As more states consider copying Arizona’s harsh anti-immigration law, at least one state’s GOP leaders decided against taking a stance on the measure. The California Republican party did not endorse Arizona’s SB 1070 during its semiannual convention this weekend, despite a push for a vote of support by conservative activists in the state.
The party skipped over a resolution that would have stated the party’s support for SB 1070 and Proposition 187, a 1994 effort to cut public benefits to undocumented immigrants.
But gubernatorial candidate Meg Whitman has stated opposition to both SB 1070 and Proposition 187, and there was some concern last week that her stance would cause tension for the party. Some party activists accused Whitman last week of trying to block the vote over SB 1070 support. She planned to leave the conference before the vote was to occur.
Some conservative Republicans criticized the party for dropping the resolution, the Los Angeles Times reported:
Assemblyman Chuck DeVore, a conservative Republican who lost to Fiorina in the primary, said that by killing the immigration resolution Whitman and party leaders had picked a fight with their most dedicated activists. Indeed, delegates shouted and argued with each other outside a committee meeting Saturday, after the measure died.
“Don’t ask us to walk precincts but to shut up when we’re at our convention,” said delegate Karen England.

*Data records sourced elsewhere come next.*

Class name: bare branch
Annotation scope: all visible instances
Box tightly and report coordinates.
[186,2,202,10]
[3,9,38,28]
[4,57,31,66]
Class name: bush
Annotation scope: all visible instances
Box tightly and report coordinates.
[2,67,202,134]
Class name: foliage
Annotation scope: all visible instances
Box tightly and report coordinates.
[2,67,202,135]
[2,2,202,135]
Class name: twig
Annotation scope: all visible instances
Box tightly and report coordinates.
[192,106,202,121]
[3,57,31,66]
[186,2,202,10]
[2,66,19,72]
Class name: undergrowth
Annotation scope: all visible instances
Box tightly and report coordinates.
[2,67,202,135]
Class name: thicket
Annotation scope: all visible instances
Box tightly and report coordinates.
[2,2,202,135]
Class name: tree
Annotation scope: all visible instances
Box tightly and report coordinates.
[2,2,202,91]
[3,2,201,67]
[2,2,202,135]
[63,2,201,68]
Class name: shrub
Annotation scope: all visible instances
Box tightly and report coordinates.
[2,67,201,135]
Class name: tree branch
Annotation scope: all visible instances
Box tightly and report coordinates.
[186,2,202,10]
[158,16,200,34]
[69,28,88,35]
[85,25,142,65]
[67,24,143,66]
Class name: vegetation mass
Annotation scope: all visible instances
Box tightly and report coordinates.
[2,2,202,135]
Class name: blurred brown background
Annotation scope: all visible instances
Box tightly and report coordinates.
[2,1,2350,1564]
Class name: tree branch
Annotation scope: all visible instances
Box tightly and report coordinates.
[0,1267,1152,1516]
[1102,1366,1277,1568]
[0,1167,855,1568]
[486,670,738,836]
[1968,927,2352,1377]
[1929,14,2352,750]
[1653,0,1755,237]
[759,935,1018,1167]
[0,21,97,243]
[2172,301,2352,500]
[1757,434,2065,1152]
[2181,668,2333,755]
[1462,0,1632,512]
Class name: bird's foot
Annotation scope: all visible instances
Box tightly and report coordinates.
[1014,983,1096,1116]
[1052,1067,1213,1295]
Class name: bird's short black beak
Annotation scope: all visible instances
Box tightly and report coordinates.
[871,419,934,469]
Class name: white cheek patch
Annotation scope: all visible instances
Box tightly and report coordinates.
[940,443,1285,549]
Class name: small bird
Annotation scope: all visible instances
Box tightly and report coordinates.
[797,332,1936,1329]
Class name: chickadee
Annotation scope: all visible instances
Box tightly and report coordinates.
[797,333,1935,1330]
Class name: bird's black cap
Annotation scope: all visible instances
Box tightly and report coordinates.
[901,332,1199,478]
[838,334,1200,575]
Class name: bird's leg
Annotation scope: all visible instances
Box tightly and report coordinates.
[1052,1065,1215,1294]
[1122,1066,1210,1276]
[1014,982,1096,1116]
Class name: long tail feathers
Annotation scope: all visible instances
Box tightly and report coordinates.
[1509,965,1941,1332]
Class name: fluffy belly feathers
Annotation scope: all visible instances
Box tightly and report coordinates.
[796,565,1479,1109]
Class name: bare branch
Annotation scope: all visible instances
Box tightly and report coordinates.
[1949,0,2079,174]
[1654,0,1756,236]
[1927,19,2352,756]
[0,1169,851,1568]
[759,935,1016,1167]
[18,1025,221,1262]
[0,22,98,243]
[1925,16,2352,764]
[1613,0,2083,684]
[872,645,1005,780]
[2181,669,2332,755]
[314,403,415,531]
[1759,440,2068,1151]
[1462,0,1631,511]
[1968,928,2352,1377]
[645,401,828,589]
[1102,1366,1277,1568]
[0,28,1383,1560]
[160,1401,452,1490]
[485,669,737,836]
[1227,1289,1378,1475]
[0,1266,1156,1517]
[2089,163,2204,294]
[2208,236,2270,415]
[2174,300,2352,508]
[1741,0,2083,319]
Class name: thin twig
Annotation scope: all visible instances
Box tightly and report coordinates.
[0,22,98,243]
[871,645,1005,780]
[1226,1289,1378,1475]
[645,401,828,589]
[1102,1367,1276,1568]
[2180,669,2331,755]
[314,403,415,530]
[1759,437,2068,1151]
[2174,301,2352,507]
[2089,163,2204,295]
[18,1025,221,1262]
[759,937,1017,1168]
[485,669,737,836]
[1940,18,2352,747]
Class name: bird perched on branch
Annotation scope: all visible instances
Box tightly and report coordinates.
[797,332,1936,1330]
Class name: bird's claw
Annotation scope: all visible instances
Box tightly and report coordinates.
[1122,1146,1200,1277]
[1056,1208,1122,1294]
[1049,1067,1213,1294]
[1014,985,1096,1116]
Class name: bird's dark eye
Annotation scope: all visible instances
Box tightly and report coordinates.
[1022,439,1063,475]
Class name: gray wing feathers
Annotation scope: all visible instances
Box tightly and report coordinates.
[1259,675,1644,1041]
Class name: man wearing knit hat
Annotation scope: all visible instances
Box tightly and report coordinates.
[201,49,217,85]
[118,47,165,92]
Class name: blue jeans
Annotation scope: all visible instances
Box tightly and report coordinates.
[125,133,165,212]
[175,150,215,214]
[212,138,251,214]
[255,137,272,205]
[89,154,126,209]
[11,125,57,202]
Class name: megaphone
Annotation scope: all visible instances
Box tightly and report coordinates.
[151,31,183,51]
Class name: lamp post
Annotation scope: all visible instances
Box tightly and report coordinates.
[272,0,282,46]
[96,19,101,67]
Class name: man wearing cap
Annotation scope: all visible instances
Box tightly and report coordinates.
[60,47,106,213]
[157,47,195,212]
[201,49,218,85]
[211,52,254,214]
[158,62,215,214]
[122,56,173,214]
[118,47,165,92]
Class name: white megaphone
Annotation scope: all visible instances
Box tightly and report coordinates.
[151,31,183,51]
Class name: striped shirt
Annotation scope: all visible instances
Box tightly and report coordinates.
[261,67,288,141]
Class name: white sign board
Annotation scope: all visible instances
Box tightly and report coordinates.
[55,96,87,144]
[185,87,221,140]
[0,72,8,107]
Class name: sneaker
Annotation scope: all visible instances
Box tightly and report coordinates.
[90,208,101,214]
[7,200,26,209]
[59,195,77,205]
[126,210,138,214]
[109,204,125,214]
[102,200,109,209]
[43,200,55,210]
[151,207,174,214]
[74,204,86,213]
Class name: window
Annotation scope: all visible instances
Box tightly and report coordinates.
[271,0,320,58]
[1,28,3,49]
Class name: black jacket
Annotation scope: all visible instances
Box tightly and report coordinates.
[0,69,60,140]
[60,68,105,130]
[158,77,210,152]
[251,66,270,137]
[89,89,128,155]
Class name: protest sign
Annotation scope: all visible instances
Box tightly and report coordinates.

But Barajas said Republicans risked a continued slide if they fail to win over Latinos. About 31% of registered voters in California are Republican, down six points since 1994.
“Unless Republicans do that, we could put up a sign that says, ‘This way to the Whig party.’ ” he said.
Whitman claimed to be “tough as nails” on immigration during her Republican primary, but since softened her tone, in part to attract support from Latino voters in the state. The party’s decision to skip over the vote on SB 1070 and Proposition 187 could indicate they are committed to doing the same.